The bathroom is small and functional. Hot water arrives after about forty-five seconds of negotiation with the tap, and the shower pressure is what you'd charitably call gentle. None of this matters. You're not here for the plumbing. You're here because the window above the sink looks out onto a hillside where, at dusk, you can watch the light change color every three minutes until it's gone.
Breakfast is the main event, served in a kitchen-dining room where the Aga radiates warmth and the table seats maybe eight. Full Scottish, naturally — eggs from the farm's own hens, sausages from a butcher in Penicuik, tattie scones cooked until they're just past golden. The host talks while she cooks, moving between stories about the lambing season and recommendations for walks in the Pentlands with the fluency of someone who's been doing both for decades. She'll point you toward Flotterstone if you want an easy loop, or up to Scald Law if you want to earn your lunch.
“Twenty minutes from Edinburgh's Old Town, but the only traffic noise is a tractor reversing and the sound of your own breathing slowing down.”

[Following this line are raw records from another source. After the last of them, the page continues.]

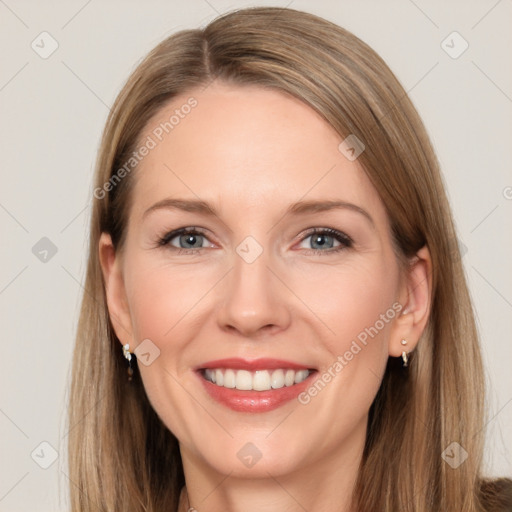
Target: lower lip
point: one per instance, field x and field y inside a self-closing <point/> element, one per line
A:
<point x="254" y="401"/>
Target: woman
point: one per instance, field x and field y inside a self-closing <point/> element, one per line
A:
<point x="277" y="316"/>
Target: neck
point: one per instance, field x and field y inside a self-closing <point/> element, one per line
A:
<point x="326" y="484"/>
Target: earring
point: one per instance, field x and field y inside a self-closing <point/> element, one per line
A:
<point x="405" y="359"/>
<point x="128" y="355"/>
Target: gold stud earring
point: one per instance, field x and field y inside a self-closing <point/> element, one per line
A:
<point x="405" y="359"/>
<point x="128" y="355"/>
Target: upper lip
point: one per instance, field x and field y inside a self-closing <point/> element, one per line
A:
<point x="263" y="363"/>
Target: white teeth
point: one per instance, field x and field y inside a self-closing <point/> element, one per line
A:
<point x="260" y="380"/>
<point x="289" y="378"/>
<point x="243" y="380"/>
<point x="277" y="380"/>
<point x="300" y="376"/>
<point x="229" y="379"/>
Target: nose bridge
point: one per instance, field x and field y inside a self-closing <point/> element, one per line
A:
<point x="253" y="299"/>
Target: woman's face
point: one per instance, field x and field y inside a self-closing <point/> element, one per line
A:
<point x="270" y="287"/>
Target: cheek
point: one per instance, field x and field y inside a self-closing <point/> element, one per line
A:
<point x="354" y="303"/>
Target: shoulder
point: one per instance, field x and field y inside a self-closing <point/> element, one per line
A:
<point x="496" y="495"/>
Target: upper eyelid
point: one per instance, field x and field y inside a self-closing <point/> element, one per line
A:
<point x="300" y="238"/>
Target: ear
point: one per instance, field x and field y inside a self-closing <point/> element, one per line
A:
<point x="115" y="290"/>
<point x="415" y="297"/>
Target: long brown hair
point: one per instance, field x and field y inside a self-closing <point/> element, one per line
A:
<point x="121" y="456"/>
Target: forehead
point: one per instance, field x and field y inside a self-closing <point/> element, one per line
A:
<point x="242" y="147"/>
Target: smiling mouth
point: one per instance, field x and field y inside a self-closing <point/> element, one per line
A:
<point x="259" y="380"/>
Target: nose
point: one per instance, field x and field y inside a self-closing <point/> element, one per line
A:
<point x="255" y="300"/>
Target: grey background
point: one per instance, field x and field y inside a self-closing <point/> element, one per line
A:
<point x="52" y="114"/>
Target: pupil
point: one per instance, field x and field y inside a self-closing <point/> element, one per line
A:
<point x="320" y="240"/>
<point x="190" y="239"/>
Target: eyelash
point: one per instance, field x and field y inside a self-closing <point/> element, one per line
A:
<point x="345" y="241"/>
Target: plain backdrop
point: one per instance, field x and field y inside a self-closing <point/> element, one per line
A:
<point x="53" y="108"/>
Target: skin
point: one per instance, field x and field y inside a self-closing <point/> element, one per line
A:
<point x="251" y="153"/>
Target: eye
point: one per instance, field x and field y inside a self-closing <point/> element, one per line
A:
<point x="184" y="239"/>
<point x="327" y="240"/>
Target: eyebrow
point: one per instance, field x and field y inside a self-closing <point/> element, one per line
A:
<point x="295" y="209"/>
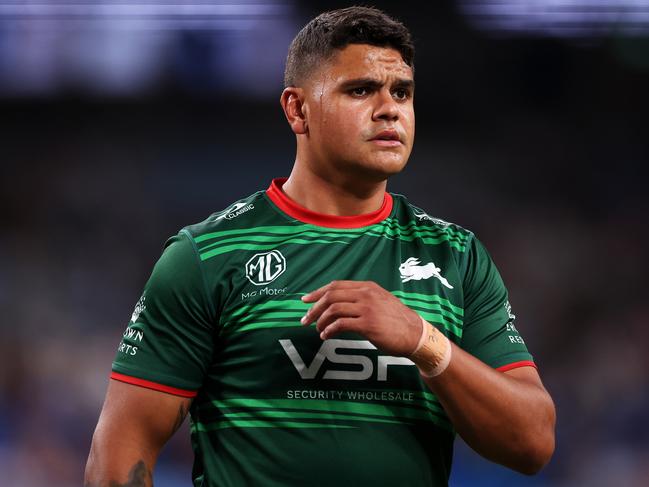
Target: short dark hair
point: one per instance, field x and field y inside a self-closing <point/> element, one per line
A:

The WiFi works, but it's the kind of WiFi that politely suggests you put your phone down. Signal strength drops to one bar in the bedroom and vanishes entirely in the garden, which feels less like a flaw and more like a design choice the Pentlands made on your behalf. There's a bookshelf in the hallway with a mix of hillwalking guides, old paperback thrillers, and a single copy of a Delia Smith cookbook from 1992 with a cracked spine. I take the Delia to bed. It's more interesting than anything on my phone.
For dinner, the Habbie's Howe Inn is a ten-minute walk back down the road and serves decent pub food — the steak pie is reliable, the chips are thick-cut, and the local ales rotate. It's the kind of pub where farmers drink alongside walkers and nobody's in a hurry. If you want something fancier, you'll need to drive into Penicuik or back toward Edinburgh, but the whole point of being out here is that you don't want something fancier. You want steak pie and a pint and the walk home under more stars than you thought Scotland had.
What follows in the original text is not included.